Time to acknowledgement
If the median ack time is >5 minutes, the engineer isn’t sleeping near their phone. They’ve stopped trusting the rotation because of past noise. Fix the noise first; the ack time recovers.
Escalation depth
For every page that gets escalated to a second person, count it as 1.5 pages. If your team is mostly L1 → L2 → CTO, your real load is 50% higher than the count suggests.
Post-incident recovery time
Most teams underweight this. After a 3am page, the engineer’s productive output for the next 36 hours is roughly half. Track “on-call to retro” as a coverage cost.
What good looks like
In a healthy rotation: median ack <2 min, escalation rate <15%, retros within 48 hours of every Sev-1. Get those three right and page volume stops being the limiting factor.
The operating test
We treat this as real only when it changes a dashboard, a runbook, and one named engineer’s weekly work. If the idea cannot survive those three places, it is probably just a slide.

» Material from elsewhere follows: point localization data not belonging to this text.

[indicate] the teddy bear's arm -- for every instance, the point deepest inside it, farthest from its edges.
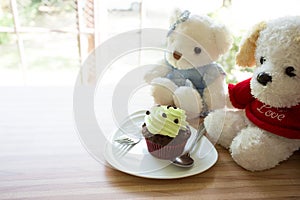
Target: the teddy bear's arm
(158, 70)
(239, 94)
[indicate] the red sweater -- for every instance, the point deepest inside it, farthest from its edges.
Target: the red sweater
(280, 121)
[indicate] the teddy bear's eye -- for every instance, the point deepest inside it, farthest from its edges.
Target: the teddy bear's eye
(262, 60)
(290, 71)
(197, 50)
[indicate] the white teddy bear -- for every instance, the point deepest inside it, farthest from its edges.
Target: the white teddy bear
(265, 129)
(189, 78)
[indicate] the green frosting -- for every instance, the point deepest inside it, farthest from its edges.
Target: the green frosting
(165, 120)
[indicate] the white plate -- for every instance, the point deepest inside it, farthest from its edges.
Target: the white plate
(138, 162)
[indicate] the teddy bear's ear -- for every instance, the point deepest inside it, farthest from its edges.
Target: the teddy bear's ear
(246, 55)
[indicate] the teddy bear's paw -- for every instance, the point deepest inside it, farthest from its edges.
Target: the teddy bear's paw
(162, 91)
(223, 125)
(189, 100)
(255, 149)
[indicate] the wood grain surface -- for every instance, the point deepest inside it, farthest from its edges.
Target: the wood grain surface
(41, 157)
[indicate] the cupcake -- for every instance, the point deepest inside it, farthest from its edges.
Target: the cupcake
(166, 131)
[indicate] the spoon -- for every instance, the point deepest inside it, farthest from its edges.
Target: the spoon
(185, 159)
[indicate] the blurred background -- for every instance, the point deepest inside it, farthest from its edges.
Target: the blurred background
(45, 42)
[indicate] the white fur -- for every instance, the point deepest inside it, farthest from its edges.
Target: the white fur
(277, 44)
(251, 147)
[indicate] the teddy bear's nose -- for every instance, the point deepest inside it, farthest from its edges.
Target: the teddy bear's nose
(177, 55)
(264, 78)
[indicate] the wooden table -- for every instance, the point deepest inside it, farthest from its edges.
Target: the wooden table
(41, 157)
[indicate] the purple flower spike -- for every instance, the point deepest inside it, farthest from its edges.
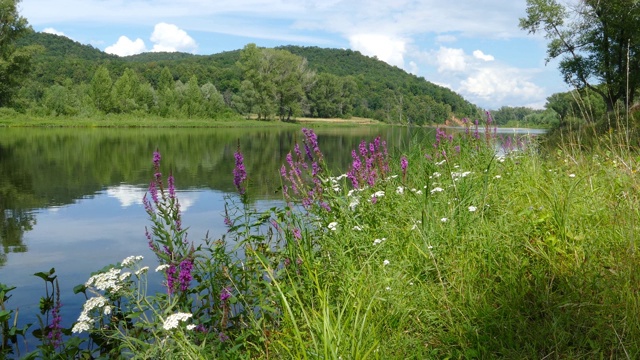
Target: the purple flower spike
(239, 172)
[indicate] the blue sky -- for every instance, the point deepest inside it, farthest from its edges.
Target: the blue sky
(473, 47)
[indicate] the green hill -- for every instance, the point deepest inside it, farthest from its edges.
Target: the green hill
(381, 91)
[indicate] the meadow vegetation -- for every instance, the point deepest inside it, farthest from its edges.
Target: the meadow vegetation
(456, 250)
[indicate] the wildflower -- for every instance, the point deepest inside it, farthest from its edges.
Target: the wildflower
(81, 326)
(131, 260)
(404, 163)
(109, 280)
(239, 172)
(225, 294)
(185, 274)
(173, 320)
(379, 241)
(162, 267)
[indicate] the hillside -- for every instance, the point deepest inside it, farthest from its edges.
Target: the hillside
(379, 90)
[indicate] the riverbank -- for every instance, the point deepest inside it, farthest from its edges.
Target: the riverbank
(441, 251)
(13, 119)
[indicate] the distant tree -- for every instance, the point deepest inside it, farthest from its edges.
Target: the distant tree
(192, 104)
(101, 84)
(125, 92)
(597, 41)
(213, 101)
(15, 62)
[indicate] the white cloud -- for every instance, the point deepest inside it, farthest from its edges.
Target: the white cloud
(53, 31)
(170, 38)
(449, 59)
(499, 84)
(166, 37)
(482, 56)
(446, 38)
(386, 48)
(125, 47)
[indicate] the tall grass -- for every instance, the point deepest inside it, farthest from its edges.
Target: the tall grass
(456, 251)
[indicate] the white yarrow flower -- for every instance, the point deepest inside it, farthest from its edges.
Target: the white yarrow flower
(131, 260)
(162, 267)
(173, 320)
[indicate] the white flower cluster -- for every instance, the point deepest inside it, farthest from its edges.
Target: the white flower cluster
(107, 281)
(131, 260)
(458, 175)
(85, 321)
(378, 241)
(173, 320)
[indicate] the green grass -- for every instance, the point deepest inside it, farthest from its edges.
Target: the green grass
(545, 267)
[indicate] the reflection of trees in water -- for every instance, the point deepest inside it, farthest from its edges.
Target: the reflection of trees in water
(16, 198)
(45, 167)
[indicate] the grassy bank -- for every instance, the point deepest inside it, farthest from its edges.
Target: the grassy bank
(14, 119)
(445, 251)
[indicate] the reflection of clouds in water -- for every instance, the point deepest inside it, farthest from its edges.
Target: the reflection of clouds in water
(127, 194)
(132, 195)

The useful version is specific, measurable, and owned by someone who can say what changed after it shipped.
What we would do differently
- Instrument before changing architecture. The baseline decides whether the fix worked.
- Name the trade-off. Every improvement costs latency, money, complexity, or time somewhere else.
- Revisit it after 30 days. Production has a way of teaching what the workshop missed.